In maintaining that ethics could no longer be done entirely a priori, David Brooks apparently sent the philosophy blogsphere into something of a spin.  (Of course, the piece was entitled “The End of Philosophy.”)  Anyway, discussion of that was such fun, I thought I’d draw your attention to another attack on the idea of human rationality, even though I haven’t read the book,  Animal Spirits How Human Psychology Drives the Economy and Why It Matters for Global Capitalism.  From a review:

Akerlof, a Nobel laureate, and Shiller, a good bet to become one, are prominent mainstream economists. They don’t deviate easily from orthodox theory, with its allegiance to the proposition that people are essentially rational, well informed and unemotional in the numerous transactions that shape the economy. But in “Animal Spirits,” they have deviated — and they have done so just as mainstream theory self-destructs.

There was nothing rational, well ­informed or unemotional about the behavior that has all but collapsed the economy. That leaves most of America’s economists without a believable framework for explaining how we got into this mess. Akerlof and Shiller are the first to try to rework economic theory for our times. The effort itself makes their book a milestone. …

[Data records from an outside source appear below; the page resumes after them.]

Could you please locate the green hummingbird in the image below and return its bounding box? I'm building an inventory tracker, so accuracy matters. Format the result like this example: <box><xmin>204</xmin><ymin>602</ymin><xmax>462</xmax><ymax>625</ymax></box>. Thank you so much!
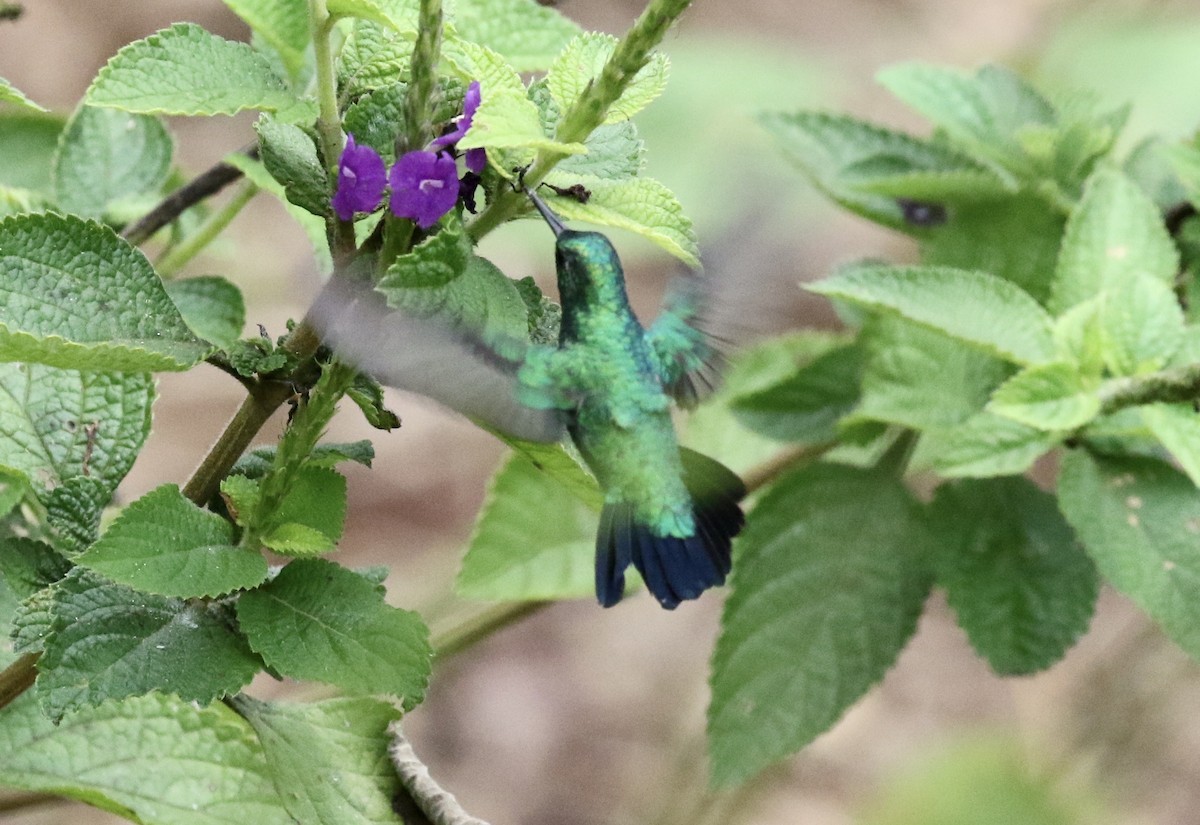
<box><xmin>310</xmin><ymin>191</ymin><xmax>744</xmax><ymax>609</ymax></box>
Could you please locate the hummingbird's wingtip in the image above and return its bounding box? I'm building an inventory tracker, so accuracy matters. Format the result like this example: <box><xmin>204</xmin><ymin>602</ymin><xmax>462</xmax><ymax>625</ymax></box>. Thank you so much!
<box><xmin>524</xmin><ymin>185</ymin><xmax>567</xmax><ymax>237</ymax></box>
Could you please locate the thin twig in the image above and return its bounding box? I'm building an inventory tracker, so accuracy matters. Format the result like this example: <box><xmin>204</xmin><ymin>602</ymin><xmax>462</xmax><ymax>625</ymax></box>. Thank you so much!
<box><xmin>121</xmin><ymin>144</ymin><xmax>258</xmax><ymax>246</ymax></box>
<box><xmin>389</xmin><ymin>725</ymin><xmax>491</xmax><ymax>825</ymax></box>
<box><xmin>0</xmin><ymin>790</ymin><xmax>60</xmax><ymax>813</ymax></box>
<box><xmin>0</xmin><ymin>652</ymin><xmax>38</xmax><ymax>712</ymax></box>
<box><xmin>740</xmin><ymin>441</ymin><xmax>839</xmax><ymax>495</ymax></box>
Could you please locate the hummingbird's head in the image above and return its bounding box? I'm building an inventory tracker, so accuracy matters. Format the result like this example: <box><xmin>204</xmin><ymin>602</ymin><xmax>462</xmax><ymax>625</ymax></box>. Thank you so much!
<box><xmin>554</xmin><ymin>230</ymin><xmax>623</xmax><ymax>305</ymax></box>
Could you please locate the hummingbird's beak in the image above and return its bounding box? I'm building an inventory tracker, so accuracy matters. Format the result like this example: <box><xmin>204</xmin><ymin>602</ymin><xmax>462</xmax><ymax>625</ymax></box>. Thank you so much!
<box><xmin>524</xmin><ymin>186</ymin><xmax>567</xmax><ymax>237</ymax></box>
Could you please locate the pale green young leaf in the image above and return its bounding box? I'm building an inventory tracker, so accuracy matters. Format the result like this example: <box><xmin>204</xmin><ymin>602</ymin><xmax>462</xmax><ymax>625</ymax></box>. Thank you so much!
<box><xmin>1049</xmin><ymin>167</ymin><xmax>1179</xmax><ymax>314</ymax></box>
<box><xmin>234</xmin><ymin>696</ymin><xmax>405</xmax><ymax>825</ymax></box>
<box><xmin>927</xmin><ymin>478</ymin><xmax>1097</xmax><ymax>675</ymax></box>
<box><xmin>1052</xmin><ymin>298</ymin><xmax>1106</xmax><ymax>376</ymax></box>
<box><xmin>547</xmin><ymin>33</ymin><xmax>669</xmax><ymax>125</ymax></box>
<box><xmin>1058</xmin><ymin>450</ymin><xmax>1200</xmax><ymax>661</ymax></box>
<box><xmin>491</xmin><ymin>437</ymin><xmax>603</xmax><ymax>508</ymax></box>
<box><xmin>52</xmin><ymin>105</ymin><xmax>173</xmax><ymax>219</ymax></box>
<box><xmin>0</xmin><ymin>213</ymin><xmax>209</xmax><ymax>371</ymax></box>
<box><xmin>339</xmin><ymin>21</ymin><xmax>410</xmax><ymax>95</ymax></box>
<box><xmin>455</xmin><ymin>0</ymin><xmax>581</xmax><ymax>72</ymax></box>
<box><xmin>923</xmin><ymin>411</ymin><xmax>1063</xmax><ymax>478</ymax></box>
<box><xmin>730</xmin><ymin>344</ymin><xmax>862</xmax><ymax>443</ymax></box>
<box><xmin>261</xmin><ymin>466</ymin><xmax>348</xmax><ymax>556</ymax></box>
<box><xmin>1097</xmin><ymin>276</ymin><xmax>1185</xmax><ymax>376</ymax></box>
<box><xmin>708</xmin><ymin>464</ymin><xmax>931</xmax><ymax>786</ymax></box>
<box><xmin>0</xmin><ymin>77</ymin><xmax>45</xmax><ymax>113</ymax></box>
<box><xmin>458</xmin><ymin>451</ymin><xmax>598</xmax><ymax>601</ymax></box>
<box><xmin>0</xmin><ymin>692</ymin><xmax>291</xmax><ymax>825</ymax></box>
<box><xmin>237</xmin><ymin>558</ymin><xmax>432</xmax><ymax>707</ymax></box>
<box><xmin>0</xmin><ymin>110</ymin><xmax>64</xmax><ymax>192</ymax></box>
<box><xmin>166</xmin><ymin>275</ymin><xmax>246</xmax><ymax>349</ymax></box>
<box><xmin>988</xmin><ymin>362</ymin><xmax>1100</xmax><ymax>431</ymax></box>
<box><xmin>0</xmin><ymin>364</ymin><xmax>151</xmax><ymax>495</ymax></box>
<box><xmin>222</xmin><ymin>0</ymin><xmax>311</xmax><ymax>76</ymax></box>
<box><xmin>853</xmin><ymin>316</ymin><xmax>1012</xmax><ymax>431</ymax></box>
<box><xmin>809</xmin><ymin>265</ymin><xmax>1055</xmax><ymax>366</ymax></box>
<box><xmin>759</xmin><ymin>111</ymin><xmax>1013</xmax><ymax>230</ymax></box>
<box><xmin>328</xmin><ymin>0</ymin><xmax>419</xmax><ymax>31</ymax></box>
<box><xmin>556</xmin><ymin>119</ymin><xmax>644</xmax><ymax>180</ymax></box>
<box><xmin>76</xmin><ymin>484</ymin><xmax>268</xmax><ymax>598</ymax></box>
<box><xmin>876</xmin><ymin>62</ymin><xmax>1055</xmax><ymax>176</ymax></box>
<box><xmin>540</xmin><ymin>173</ymin><xmax>700</xmax><ymax>266</ymax></box>
<box><xmin>446</xmin><ymin>39</ymin><xmax>584</xmax><ymax>156</ymax></box>
<box><xmin>38</xmin><ymin>570</ymin><xmax>261</xmax><ymax>719</ymax></box>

…And their book takes their case not just to economists, but also to the general reader. It is short (176 pages of text) and easy enough for laymen to understand (most of the time).

Above all, they challenge the reigning free-market ideology of the past 30 years or so, from the rise of Margaret Thatcher and Ronald Reagan to the abrupt arrival of the present crisis late last year. That ideology held that markets should operate free of government because they were rational. But if animal spirits influence behavior, then government must play a broad, disciplinary role, and do so permanently.  (My stress.)

Keynes apparently saw a lot of this, but the role he gave to animal spirits got written out of economics.  So now we’ve had experiments with a comparatively unregulated market, and even those benefitting up to now should have  some sense something went awfully wrong.  Well, those other than the conservatives on US radio and TV who are now blaming the mess of Obama.

One thought on “Rational agency again

  1. Thanks, jj. I left econ after undergrad (in favor of psychology) because it seemed to build too much upon rational choice models. This looks like exactly the kind of book I want to read.